Multimodal AI Accelerates: Five Models Redefine Vision and Video

Five distinct multimodal AI developments landed this week, spanning a 3-billion-parameter open-source model from ByteDance Research, a near-realtime voice-and-video system from Mira Murati’s startup, and a video reasoning model priced 80–90% below Claude Sonnet 4.5 and GPT-5. Taken together, they mark a measurable shift in what vision-language models can do at low cost and low latency.

ByteDance’s Lance Packs Image, Video, and Editing into 3B Parameters

ByteDance Research published Lance on Hugging Face, an open-source unified multimodal model that handles image understanding, image generation, image editing, and video generation within a single framework — all with 3 billion active parameters.

Most multimodal systems split these tasks across separate specialized models or require significantly larger parameter counts to achieve competitive benchmark scores. Lance’s architecture consolidates them, which reduces deployment overhead for developers who need more than one capability.

The model was surfaced by r/singularity and links directly to the Hugging Face repository. ByteDance Research has not yet published a full technical paper with benchmark breakdowns, but the repository describes strong performance across image generation, image editing, and video generation evaluations. The open-source release makes Lance immediately accessible to researchers and developers without API costs or access restrictions.

For the open-source community, a 3B-parameter model that spans generation and understanding is notable because it can run on consumer-grade hardware, lowering the barrier for experimentation with multimodal pipelines.

Thinking Machines Previews Realtime Multimodal Interaction

Thinking Machines — the startup founded by former OpenAI CTO Mira Murati and former OpenAI co-founder John Schulman — announced a research preview of what it calls “interaction models,” described in its announcement blog post as a new class of native multimodal systems that treat interactivity as a core architectural feature rather than a software layer added on top.

According to VentureBeat, the system targets near-realtime voice and video conversation — processing new human inputs while still generating a response to the previous one, rather than waiting for a full turn to complete.

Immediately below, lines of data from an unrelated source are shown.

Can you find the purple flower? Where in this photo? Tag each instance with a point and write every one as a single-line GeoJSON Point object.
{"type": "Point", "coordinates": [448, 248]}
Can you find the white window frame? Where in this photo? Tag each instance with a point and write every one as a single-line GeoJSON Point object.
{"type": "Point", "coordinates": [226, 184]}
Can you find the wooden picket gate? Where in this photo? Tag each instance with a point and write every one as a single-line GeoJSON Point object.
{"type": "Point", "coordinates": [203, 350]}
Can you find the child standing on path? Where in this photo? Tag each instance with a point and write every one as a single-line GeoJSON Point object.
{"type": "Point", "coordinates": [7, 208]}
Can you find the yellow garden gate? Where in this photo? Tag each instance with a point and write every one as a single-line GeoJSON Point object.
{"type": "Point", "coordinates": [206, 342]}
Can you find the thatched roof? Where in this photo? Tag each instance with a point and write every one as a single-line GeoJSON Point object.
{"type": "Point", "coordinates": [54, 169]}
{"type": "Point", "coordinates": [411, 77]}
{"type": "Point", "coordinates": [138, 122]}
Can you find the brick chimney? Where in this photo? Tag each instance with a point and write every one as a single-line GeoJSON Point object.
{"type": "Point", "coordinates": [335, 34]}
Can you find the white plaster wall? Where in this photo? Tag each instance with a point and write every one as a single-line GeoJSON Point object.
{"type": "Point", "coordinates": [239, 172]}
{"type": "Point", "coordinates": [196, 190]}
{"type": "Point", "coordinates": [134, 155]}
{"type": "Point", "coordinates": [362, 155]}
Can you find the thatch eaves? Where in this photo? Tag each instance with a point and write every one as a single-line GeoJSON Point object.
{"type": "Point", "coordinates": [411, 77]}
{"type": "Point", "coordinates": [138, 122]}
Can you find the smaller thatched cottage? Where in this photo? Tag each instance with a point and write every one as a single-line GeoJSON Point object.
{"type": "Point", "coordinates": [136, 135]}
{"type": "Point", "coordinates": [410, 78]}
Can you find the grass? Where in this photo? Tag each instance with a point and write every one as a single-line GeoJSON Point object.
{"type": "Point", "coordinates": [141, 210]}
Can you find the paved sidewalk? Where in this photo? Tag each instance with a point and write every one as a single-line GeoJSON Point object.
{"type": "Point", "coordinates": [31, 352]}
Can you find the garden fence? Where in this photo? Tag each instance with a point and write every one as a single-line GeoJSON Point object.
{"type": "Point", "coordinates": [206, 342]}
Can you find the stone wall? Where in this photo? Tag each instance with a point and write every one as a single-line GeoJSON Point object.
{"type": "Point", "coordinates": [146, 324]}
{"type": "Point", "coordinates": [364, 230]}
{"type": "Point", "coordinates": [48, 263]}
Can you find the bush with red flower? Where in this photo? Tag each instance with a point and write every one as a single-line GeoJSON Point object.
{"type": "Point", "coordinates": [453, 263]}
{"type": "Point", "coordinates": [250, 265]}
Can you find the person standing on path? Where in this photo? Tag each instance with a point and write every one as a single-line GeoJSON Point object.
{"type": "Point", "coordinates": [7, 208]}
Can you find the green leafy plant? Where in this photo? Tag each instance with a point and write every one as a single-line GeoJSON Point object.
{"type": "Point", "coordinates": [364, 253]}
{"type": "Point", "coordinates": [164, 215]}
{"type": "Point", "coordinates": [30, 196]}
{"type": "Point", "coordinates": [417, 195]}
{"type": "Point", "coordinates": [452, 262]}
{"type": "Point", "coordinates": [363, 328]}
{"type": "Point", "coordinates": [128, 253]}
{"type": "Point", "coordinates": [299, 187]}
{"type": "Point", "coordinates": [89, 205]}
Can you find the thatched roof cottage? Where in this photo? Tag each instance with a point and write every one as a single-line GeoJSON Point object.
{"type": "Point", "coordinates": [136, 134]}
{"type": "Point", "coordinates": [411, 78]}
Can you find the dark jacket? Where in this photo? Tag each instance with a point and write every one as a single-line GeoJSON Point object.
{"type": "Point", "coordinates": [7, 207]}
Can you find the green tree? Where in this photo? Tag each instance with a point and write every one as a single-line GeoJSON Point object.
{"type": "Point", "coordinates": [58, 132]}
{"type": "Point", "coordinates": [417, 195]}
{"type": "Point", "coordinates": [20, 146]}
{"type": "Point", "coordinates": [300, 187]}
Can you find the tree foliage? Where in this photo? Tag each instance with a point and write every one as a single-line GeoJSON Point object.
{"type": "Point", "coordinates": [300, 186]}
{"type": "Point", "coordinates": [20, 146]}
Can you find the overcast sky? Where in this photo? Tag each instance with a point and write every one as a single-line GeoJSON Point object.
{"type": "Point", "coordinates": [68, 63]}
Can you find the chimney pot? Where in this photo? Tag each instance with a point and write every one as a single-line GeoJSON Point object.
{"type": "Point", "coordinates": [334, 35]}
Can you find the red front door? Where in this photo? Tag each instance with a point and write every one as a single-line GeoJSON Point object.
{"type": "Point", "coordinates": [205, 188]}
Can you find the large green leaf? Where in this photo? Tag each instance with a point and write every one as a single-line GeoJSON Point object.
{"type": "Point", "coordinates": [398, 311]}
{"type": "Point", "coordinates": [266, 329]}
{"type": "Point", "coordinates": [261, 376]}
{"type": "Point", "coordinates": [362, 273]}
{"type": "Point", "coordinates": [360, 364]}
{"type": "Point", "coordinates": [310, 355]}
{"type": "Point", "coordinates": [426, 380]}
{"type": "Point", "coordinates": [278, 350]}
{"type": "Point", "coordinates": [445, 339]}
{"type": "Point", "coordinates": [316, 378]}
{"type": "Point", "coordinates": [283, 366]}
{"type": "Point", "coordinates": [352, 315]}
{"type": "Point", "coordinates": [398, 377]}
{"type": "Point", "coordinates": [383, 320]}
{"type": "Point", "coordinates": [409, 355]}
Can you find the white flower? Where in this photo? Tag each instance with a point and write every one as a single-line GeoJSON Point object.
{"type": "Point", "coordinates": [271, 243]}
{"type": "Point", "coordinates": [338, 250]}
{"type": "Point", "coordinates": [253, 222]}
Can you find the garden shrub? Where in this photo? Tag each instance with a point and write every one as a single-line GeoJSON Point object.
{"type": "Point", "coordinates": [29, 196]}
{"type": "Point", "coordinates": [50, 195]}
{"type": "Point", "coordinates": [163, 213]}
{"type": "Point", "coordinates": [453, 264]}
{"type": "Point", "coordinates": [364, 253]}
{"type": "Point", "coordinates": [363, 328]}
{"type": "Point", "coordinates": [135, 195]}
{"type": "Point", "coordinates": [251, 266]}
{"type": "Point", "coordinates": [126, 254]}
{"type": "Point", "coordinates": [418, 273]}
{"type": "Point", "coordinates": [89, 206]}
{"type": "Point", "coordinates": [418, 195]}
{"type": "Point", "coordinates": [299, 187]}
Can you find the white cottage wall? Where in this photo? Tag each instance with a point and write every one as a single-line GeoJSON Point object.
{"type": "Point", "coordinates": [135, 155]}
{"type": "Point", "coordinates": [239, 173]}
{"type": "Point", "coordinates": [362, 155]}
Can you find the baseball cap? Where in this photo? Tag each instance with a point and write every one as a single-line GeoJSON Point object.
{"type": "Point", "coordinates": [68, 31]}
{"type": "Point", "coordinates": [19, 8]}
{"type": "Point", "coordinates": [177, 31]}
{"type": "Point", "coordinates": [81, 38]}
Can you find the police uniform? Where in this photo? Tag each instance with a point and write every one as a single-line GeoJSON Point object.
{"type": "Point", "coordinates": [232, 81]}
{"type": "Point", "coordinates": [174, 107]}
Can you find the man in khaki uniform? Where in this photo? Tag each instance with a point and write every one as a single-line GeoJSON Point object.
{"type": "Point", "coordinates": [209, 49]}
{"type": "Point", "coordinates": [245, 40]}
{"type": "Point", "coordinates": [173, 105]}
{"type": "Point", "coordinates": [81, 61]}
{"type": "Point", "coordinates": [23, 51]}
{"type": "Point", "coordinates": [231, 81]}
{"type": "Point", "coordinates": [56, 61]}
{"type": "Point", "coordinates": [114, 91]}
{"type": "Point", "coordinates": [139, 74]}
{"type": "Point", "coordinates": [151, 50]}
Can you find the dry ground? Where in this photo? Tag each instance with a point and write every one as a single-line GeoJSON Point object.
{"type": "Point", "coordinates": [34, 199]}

The company reported gains on third-party benchmarks and reduced latency compared to turn-based alternatives.

The models are not yet publicly available. Thinking Machines said it will open a limited research preview in the coming months to collect feedback before a wider release. The framing positions the work against the standard prompt-response loop that defines most current AI interfaces, including those handling audio and video.

Thinking Machines is well-funded and has moved quickly since its founding in 2024, making this preview its most concrete technical disclosure to date.

Perceptron Mk1 Offers Video Reasoning at a Fraction of Rival Costs

Two-year-old startup Perceptron Inc. released Mk1, a proprietary video analysis reasoning model, at $0.15 per million tokens input and $1.50 per million tokens output through its API — pricing that VentureBeat reported comes in 80–90% below Anthropic’s Claude Sonnet 4.5, OpenAI’s GPT-5, and Google’s Gemini 3.1 Pro.

Co-founder and CEO Armen Aghajanyan, formerly of Meta FAIR and Microsoft, said the team spent 16 months building a “multi-modal recipe” from scratch to handle the physical world’s complexity — including cause-and-effect relationships, object dynamics, and physics-based reasoning.

Benchmark results focus on grounded spatial and video understanding. A public demo is available for developers and enterprise evaluators. Target use cases include live security monitoring, marketing video clipping, content inconsistency flagging, and behavioral analysis in controlled studies.

The pricing gap relative to frontier models is the headline claim. If Mk1’s benchmark performance holds up under independent evaluation, the cost differential alone makes it worth testing for video-heavy enterprise workflows.

TTE-Flash Cuts Reasoning Costs in Multimodal Embeddings

Researchers published TTE-Flash (arXiv:2605.16638), a method for improving Universal Multimodal Embedding (UME) without the computational overhead that typically comes with Chain-of-Thought reasoning.

The core problem: recent work showed that generating explicit reasoning traces before producing a multimodal embedding significantly improves representation quality. But generating those traces is expensive at inference time, making the approach impractical for production systems.

TTE-Flash replaces explicit CoT traces with latent think tokens — compact representations trained to approximate what an explicit reasoning trace would produce. The model optimizes think tokens using CoT generation loss and embedding tokens using contrastive loss, keeping inference cost constant regardless of reasoning depth.

The paper introduces TTE-Flash-2B, which the authors report outperforms its explicit-CoT counterpart on the MMEB-v2 benchmark. Zero-shot evaluation across 15 video datasets showed scaling behavior as the number of think tokens increases, motivating a pilot study of adaptive think budget allocation based on task difficulty. The latent tokens are also interpretable — both textually and visually — which adds a transparency dimension often absent in embedding research.

Auto-Rubric Targets Reward Hacking in Multimodal RLHF

A separate arXiv paper, Auto-Rubric as Reward (ARR) (arXiv:2605.08354), addresses a persistent problem in aligning multimodal generative models: standard RLHF methods compress human preference into scalar or pairwise labels, which are easy to game and hard to interpret.

ARR reframes reward modeling by having a vision-language model externalize its internalized preference knowledge as explicit, prompt-specific rubrics before any pairwise comparison occurs. Each rubric decomposes holistic quality into independently verifiable dimensions, which the authors argue suppresses evaluation biases — including positional bias — and enables zero-shot deployment with minimal supervision.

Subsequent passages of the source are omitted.